The aggregate, or total, of all harmonics is measured as the total RMS value of all harmonics to the I fundamental or first harmonic expressed as a percentage.
Current distortion. Fortunately, harmonic currents are path-dependent and can only flow in the nonlinear loads that created them, so their effect on other loads in the system is negligible. However, they can, and do, impact on the distribution system.
Since real power can only be delivered at the fundamental frequency, harmonic currents reduce system capacity and limit the power for additional loads.
In three-phase systems, the odd triple harmonics (or triplens) are sent to the voltage supply. These currents may be larger than any of the phase currents. Currents may be as high as 200% of phase currents. If the wire is not properly sized, it may cause a fire.
An indirect effect takes place when harmonic currents excite resonant frequencies, which in turn cause high harmonic voltages capable of destroying a load.
Voltage distortion. Unlike current distortion, voltage distortion is not path-dependent; and will appear on common buses within a facility.
Harmonic voltages are higher the farther away from the source due to the increased impedances that harmonic currents must flow through. These harmonic voltages, in turn, cause voltage distortions that may cause significant harm, such as shortening the performance of capacitor banks or shortening the life of the utility’s transformers.
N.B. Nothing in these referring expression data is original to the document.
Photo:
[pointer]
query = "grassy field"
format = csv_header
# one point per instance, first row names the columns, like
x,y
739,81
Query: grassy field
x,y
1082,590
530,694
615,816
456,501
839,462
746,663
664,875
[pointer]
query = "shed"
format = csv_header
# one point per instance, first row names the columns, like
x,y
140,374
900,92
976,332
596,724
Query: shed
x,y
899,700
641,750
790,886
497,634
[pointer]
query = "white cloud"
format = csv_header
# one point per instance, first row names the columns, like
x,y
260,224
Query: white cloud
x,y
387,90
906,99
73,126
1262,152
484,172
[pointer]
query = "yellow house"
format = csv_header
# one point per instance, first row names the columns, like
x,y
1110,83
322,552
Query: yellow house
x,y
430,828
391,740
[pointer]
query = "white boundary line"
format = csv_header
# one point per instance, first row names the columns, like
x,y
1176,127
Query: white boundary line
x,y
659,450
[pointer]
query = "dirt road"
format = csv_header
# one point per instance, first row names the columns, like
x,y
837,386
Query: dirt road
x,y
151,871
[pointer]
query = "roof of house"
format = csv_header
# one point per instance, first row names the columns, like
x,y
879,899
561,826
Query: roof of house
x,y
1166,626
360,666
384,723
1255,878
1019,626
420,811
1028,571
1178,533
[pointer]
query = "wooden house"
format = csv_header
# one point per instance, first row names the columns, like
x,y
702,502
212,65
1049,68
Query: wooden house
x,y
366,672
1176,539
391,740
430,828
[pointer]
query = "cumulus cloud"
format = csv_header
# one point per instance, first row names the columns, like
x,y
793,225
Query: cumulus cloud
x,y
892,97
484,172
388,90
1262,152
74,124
Voltage distortions also cause multiple zero crossings that may adversely affect the operation of equipment that rely on zero crossing for the sequencing of devices.
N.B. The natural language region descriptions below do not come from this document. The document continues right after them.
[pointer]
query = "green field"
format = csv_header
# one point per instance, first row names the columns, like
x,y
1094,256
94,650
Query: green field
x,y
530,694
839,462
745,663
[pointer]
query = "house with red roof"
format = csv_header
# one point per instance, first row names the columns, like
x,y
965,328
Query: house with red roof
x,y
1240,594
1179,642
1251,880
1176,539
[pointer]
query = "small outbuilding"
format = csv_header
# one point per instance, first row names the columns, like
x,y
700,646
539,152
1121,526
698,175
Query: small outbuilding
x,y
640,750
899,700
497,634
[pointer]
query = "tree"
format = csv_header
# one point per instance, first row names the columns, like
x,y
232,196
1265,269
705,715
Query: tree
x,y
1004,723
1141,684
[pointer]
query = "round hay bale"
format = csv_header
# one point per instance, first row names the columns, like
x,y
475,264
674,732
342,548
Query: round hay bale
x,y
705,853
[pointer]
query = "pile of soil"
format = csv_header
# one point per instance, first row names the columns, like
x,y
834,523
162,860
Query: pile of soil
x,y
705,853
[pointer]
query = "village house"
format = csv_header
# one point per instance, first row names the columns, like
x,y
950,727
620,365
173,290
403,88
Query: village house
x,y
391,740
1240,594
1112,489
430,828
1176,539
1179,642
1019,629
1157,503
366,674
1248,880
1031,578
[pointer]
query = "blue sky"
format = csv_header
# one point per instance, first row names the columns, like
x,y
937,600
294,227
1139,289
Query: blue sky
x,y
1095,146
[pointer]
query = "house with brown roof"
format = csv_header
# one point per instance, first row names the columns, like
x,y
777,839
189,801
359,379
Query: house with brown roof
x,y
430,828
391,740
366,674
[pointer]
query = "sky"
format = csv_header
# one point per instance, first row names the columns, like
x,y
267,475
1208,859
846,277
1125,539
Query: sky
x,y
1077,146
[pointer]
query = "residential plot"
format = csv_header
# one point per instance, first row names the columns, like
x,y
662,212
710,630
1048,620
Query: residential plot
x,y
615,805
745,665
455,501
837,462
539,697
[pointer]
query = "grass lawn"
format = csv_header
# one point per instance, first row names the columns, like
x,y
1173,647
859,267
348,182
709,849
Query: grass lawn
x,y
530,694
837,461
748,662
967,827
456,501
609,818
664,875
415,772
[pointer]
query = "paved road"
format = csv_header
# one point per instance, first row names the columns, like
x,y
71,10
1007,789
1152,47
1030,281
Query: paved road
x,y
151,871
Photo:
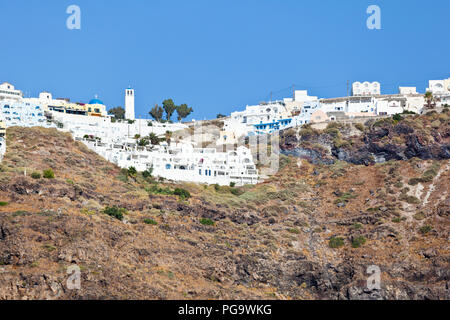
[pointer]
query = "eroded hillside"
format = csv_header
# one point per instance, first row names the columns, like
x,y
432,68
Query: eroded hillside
x,y
310,232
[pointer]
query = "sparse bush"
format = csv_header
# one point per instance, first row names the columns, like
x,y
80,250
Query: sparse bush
x,y
132,171
206,222
49,174
236,191
115,212
182,193
150,221
425,229
147,173
36,175
357,226
419,216
359,126
410,199
358,241
336,242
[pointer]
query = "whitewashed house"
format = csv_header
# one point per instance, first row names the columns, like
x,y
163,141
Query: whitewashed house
x,y
2,139
183,162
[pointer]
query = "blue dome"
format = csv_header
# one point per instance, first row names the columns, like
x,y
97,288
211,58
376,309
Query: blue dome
x,y
95,101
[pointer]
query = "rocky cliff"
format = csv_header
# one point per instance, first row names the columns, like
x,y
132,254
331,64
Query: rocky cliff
x,y
309,232
400,138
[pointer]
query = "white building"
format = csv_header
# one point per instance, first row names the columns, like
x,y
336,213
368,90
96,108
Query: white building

Nonlinear loads with phase-to-neutral or phase-to-phase connections are not generally affected. However, the fifth harmonic voltage distortion in a three-phase motor will cause a negative torque to be placed on the motor. This might cause the motor to overheat, fail or the motor will try to draw more current from the fundamental frequency in an attempt to regain its speed. The elimination of the fifth harmonic is crucial in industrial applications.
Harmonic currents may also be displaced or out of phase with the applied voltage. In Figure 4, the current lags the voltage by 90 degrees of displacement. During part of the cycle the voltage is positive and the current is negative. This means the voltage and current are working against each other in a reactive manner. This is called reactive power. Unless a power supply has a purely resistive impedance or power factor of 1 it will have some phase displacement.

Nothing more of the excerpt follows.